Fig. 38.5 Het substraat dat wordt aangevallen door restrictie-endonucleasen is een palandrome sequentie. Het palandroom leest hetzelfde van voorwaartse en omgekeerde richtingen, bijvoorbeeld MADAM. Het beste voorbeeld van een beperkt enzym is EcoRl gemaakt van E. coli-stam Ry 13. De EcoR1 valt de nucleotide-sequentie GAATTC, CTTAAG aan.

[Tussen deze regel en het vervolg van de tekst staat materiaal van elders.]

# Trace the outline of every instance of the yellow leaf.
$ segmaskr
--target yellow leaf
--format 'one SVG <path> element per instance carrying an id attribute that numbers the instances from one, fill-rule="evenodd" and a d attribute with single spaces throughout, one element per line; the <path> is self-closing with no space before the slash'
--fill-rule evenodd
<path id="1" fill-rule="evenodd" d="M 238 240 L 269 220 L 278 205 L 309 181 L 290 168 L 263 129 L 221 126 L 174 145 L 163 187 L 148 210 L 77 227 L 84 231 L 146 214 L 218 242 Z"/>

De DNA-ligasen helpen bij het samenvoegen van het insert in het DNA van de vector en vector met origineel en insert-DNA kan in de geschikte gastheer worden geamplificeerd. Sanger en Coulson (1975), en Maxim en Gilbert (1977) ontwikkelden technieken voor de snelle sequentiebepaling van DNA en RNA. Nu is polymerase kettingreactie (PCR) beschikbaar, die 1.000.000 exemplaren van een DNA-fragment in 3 tot 4 uur en miljard exemplaren in 24 uur kan leveren.

Met het gebruik van deze technieken kan de aquacultuur worden verbeterd en kunnen viseiwitten biotechnologisch worden gemaakt. Daarom is uitgebreid onderzoek in deze lijnen essentieel voor genexpressie, hetzij in bacteriën, virussen of in viscelculturen.